Social Security Administration Commissioner Michael Astrue speaks at the Treasury Department last year. The administration has offered early retirement to 9,000 employees. (Alex Wong / Getty)
The Social Security Administration on Monday offered early retirements to 9,000 employees, almost 14 percent of its workforce.
Anyone taking voluntary early retirement must retire by Sept. 30. The offers are effective immediately, SSA said in an e-mail to Federal Times. SSA is not offering buyouts.
To be eligible, employees must have completed 20 years of creditable service and be at least 50 years of age, or have at least 25 years of creditable service at any age.

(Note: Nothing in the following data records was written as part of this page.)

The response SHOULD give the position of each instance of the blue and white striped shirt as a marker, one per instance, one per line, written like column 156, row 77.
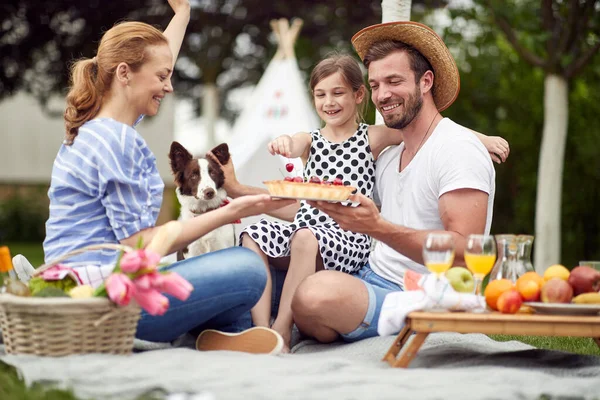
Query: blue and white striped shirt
column 104, row 188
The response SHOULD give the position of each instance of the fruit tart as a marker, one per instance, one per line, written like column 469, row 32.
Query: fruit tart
column 314, row 189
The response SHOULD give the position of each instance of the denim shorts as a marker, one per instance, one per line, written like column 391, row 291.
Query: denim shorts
column 378, row 288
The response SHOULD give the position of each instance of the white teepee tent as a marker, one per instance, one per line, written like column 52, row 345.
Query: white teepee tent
column 279, row 105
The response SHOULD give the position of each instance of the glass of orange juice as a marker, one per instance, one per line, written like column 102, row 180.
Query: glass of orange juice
column 438, row 252
column 480, row 256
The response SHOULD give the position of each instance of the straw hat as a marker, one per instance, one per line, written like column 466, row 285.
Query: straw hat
column 446, row 84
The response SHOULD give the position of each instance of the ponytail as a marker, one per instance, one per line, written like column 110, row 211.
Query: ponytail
column 92, row 78
column 83, row 99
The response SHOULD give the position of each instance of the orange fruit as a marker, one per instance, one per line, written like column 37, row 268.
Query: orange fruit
column 529, row 286
column 494, row 289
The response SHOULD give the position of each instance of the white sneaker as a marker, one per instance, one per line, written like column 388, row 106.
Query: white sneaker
column 257, row 340
column 23, row 268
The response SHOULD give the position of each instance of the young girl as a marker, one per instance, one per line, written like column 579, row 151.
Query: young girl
column 344, row 148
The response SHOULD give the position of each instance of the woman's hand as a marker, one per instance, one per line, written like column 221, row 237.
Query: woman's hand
column 497, row 147
column 179, row 5
column 282, row 145
column 246, row 206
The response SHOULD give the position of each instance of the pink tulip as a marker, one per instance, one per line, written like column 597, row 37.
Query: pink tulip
column 140, row 259
column 152, row 301
column 119, row 288
column 172, row 283
column 152, row 280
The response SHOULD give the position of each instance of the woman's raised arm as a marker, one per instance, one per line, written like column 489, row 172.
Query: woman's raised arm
column 176, row 29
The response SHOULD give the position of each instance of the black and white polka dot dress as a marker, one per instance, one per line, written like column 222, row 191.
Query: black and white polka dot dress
column 341, row 250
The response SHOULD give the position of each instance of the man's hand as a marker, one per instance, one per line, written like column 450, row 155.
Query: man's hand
column 362, row 218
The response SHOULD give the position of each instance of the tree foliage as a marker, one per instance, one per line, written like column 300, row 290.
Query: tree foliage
column 501, row 94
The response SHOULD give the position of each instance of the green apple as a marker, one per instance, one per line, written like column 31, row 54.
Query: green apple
column 461, row 279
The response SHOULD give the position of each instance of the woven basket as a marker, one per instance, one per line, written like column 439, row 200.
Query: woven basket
column 62, row 326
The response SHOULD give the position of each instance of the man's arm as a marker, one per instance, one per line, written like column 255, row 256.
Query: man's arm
column 462, row 212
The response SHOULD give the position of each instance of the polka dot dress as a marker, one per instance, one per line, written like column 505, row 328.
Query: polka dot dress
column 341, row 250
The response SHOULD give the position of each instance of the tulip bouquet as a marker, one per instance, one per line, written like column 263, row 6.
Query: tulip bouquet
column 137, row 276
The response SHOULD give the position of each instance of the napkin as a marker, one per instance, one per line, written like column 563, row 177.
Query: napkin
column 426, row 292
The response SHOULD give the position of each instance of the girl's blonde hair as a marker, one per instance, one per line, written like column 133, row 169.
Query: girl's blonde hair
column 91, row 78
column 350, row 70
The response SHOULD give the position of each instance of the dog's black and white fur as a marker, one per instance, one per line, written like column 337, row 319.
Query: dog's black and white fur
column 200, row 189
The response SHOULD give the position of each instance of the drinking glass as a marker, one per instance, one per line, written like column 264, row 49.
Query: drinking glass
column 438, row 252
column 480, row 256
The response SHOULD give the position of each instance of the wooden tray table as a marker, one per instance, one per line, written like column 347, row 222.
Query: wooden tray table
column 421, row 324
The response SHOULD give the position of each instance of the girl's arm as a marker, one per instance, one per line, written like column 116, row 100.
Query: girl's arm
column 291, row 146
column 380, row 137
column 176, row 29
column 497, row 147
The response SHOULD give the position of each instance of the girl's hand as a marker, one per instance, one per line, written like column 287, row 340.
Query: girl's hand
column 497, row 147
column 179, row 5
column 246, row 206
column 281, row 145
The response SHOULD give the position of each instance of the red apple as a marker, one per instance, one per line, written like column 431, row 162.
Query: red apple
column 584, row 279
column 509, row 302
column 557, row 290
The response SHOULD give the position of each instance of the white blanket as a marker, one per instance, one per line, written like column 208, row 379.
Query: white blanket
column 448, row 366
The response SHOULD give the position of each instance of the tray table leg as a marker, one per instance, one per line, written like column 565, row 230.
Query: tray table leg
column 395, row 348
column 410, row 351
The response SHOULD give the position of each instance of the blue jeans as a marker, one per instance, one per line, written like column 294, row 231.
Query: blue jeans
column 378, row 288
column 227, row 284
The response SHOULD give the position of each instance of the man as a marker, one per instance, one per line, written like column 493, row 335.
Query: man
column 440, row 179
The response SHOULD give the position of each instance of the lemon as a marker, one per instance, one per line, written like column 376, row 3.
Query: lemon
column 556, row 271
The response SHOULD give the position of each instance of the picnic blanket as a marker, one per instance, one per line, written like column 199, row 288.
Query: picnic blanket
column 448, row 366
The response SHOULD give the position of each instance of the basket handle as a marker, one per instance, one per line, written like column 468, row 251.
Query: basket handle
column 110, row 246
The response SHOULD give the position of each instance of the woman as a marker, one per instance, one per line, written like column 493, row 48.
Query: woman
column 105, row 186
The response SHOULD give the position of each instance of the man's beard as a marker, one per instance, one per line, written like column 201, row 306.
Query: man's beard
column 412, row 107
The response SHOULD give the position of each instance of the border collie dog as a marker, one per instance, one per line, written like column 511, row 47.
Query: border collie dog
column 200, row 189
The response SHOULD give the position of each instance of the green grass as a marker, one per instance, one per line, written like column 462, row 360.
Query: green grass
column 571, row 344
column 33, row 251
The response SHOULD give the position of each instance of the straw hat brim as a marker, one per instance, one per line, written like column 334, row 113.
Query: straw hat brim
column 446, row 84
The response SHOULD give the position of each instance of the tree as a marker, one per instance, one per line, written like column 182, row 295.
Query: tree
column 562, row 43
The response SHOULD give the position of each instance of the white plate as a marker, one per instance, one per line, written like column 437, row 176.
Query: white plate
column 312, row 199
column 564, row 309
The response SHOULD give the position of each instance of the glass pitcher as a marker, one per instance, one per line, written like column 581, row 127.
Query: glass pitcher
column 506, row 266
column 524, row 246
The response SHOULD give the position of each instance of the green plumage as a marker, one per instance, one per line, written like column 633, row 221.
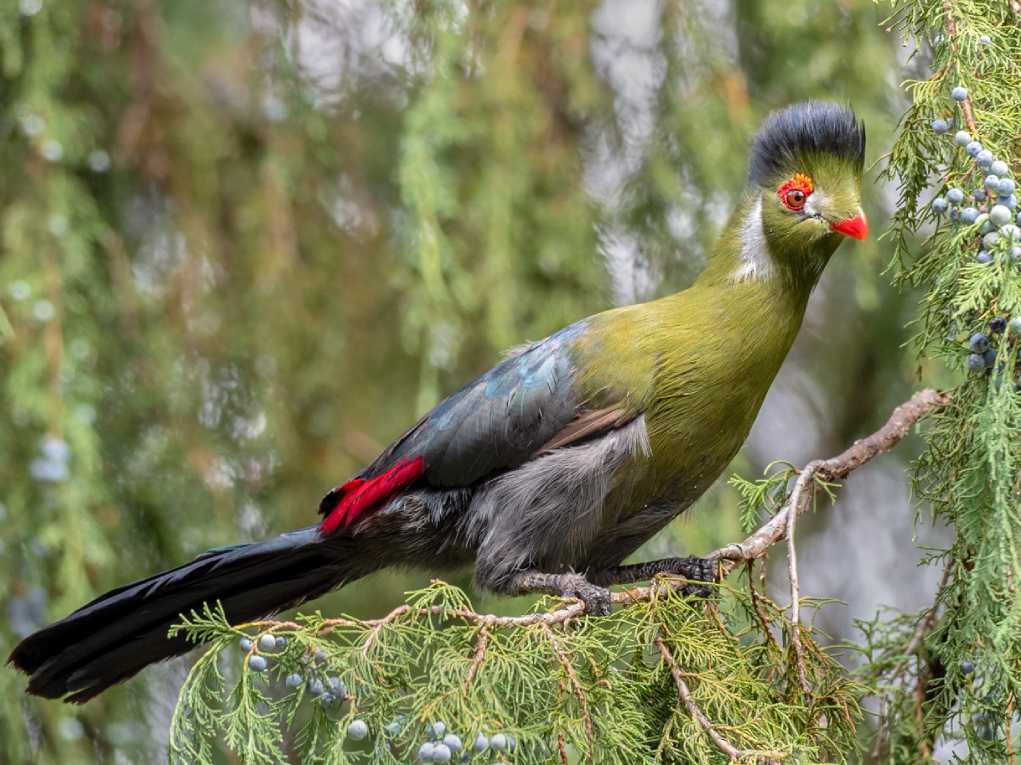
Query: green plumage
column 698, row 364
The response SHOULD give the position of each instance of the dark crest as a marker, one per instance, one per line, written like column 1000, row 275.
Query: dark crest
column 810, row 127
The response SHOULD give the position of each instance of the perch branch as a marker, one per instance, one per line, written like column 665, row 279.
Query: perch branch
column 752, row 547
column 834, row 469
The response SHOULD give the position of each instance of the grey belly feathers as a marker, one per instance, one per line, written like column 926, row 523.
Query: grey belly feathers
column 570, row 509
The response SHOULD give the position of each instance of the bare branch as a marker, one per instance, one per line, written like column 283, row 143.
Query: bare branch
column 807, row 477
column 834, row 469
column 969, row 116
column 752, row 547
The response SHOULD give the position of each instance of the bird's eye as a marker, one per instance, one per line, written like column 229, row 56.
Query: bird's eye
column 794, row 191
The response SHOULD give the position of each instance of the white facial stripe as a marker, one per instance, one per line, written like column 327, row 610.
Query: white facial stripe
column 755, row 261
column 814, row 201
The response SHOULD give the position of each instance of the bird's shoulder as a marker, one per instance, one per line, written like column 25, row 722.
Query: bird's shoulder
column 554, row 392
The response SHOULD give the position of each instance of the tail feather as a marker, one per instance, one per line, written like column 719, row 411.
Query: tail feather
column 120, row 632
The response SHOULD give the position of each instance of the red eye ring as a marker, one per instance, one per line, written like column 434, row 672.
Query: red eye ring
column 794, row 191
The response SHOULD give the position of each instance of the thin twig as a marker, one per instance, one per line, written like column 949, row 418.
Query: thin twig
column 579, row 691
column 921, row 630
column 969, row 117
column 757, row 607
column 806, row 478
column 689, row 704
column 480, row 653
column 836, row 468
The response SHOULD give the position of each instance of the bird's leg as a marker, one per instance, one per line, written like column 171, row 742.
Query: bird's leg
column 695, row 569
column 596, row 599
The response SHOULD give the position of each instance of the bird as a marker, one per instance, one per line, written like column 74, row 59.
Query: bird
column 550, row 469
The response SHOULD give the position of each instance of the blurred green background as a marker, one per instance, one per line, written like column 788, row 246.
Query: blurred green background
column 246, row 244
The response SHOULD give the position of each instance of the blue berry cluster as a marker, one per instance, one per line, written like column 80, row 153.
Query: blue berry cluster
column 325, row 689
column 982, row 345
column 444, row 746
column 992, row 206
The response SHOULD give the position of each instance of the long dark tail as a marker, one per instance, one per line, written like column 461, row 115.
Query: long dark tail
column 125, row 630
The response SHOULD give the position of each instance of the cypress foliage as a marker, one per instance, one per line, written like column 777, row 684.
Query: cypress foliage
column 227, row 278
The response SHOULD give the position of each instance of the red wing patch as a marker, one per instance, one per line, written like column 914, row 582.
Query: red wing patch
column 360, row 494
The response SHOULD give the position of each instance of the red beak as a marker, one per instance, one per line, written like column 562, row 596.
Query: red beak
column 856, row 228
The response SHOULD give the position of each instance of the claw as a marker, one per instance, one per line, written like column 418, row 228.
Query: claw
column 697, row 570
column 598, row 601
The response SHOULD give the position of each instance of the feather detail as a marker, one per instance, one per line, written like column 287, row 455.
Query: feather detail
column 585, row 425
column 361, row 494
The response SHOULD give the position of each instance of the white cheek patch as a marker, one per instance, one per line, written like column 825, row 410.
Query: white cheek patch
column 756, row 263
column 814, row 202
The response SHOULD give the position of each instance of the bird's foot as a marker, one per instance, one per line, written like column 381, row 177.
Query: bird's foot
column 697, row 570
column 598, row 601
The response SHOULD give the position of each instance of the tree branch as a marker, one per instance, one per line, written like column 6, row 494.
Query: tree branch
column 752, row 547
column 836, row 468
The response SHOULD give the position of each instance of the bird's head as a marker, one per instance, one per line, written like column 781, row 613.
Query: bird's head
column 806, row 176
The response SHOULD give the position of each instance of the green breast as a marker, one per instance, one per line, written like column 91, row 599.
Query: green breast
column 698, row 365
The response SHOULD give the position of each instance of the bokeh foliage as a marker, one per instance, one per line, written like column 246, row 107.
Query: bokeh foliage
column 243, row 245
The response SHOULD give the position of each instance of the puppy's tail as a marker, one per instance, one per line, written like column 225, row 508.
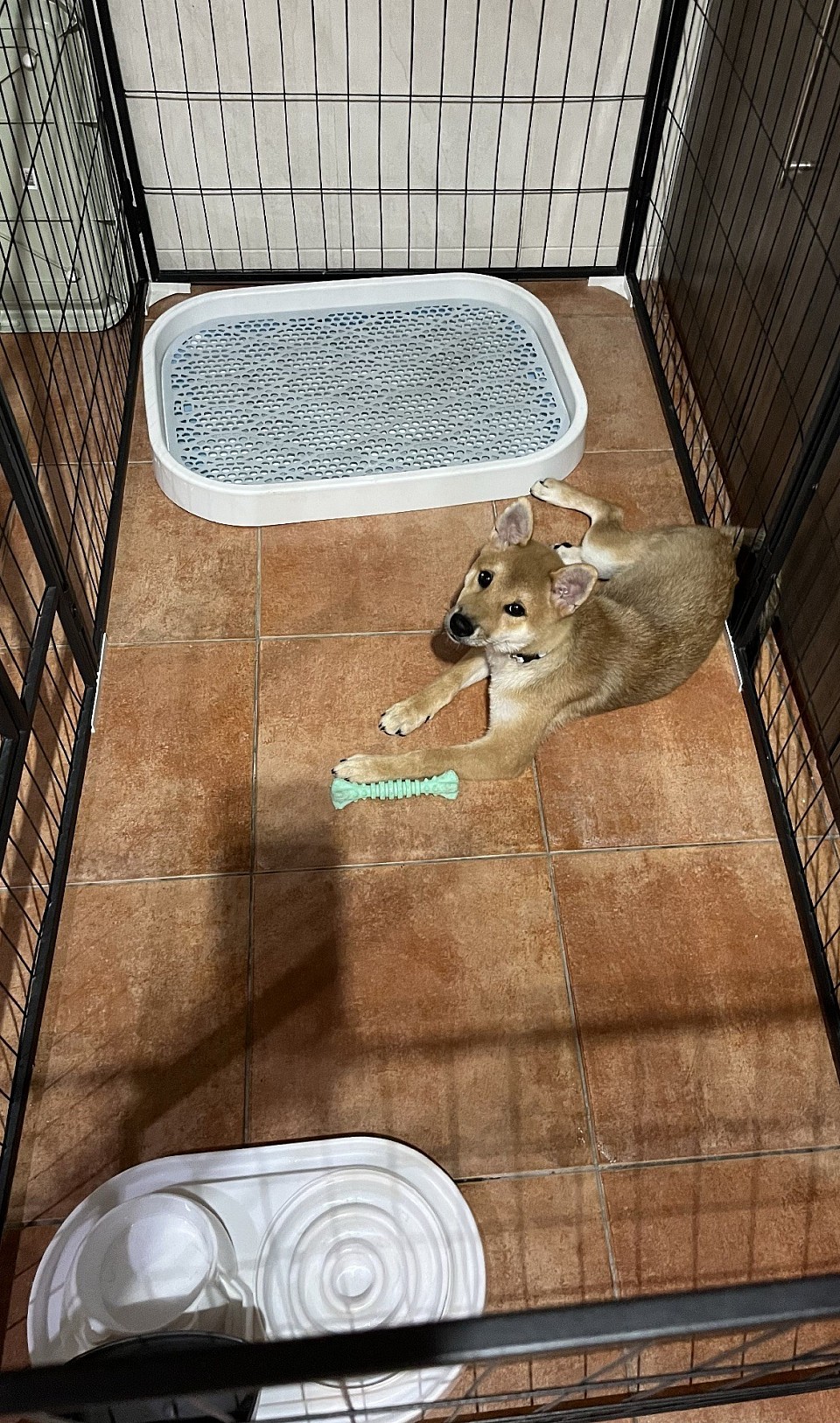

They must have been continuously on SSA’s payroll since Dec. 26, 2011.
Civil Service Retirement System employees must have served in a CSRS position for at least one year out of the two years immediately before retirement. There is no such requirement for Federal Employees Retirement System workers.
SSA said about 9,000 employees meet those requirements. The agency did not say how many it expects or hopes will take this offer.
SSA currently has more than 62,000 employees. The agency already is struggling with last year’s 6 percent reduction in staffing, which has forced it to rely on overtime or close field offices to the public a half-hour early.
SSA Commissioner Michael Astrue told the Senate Finance Committee on May 17 that further cuts in fiscal 2012 and fiscal 2013 would force the agency to cut its hours even further next year.
Staffing cuts also could hurt SSA’s ability to reduce its claims backlog, which has troubled the agency for years.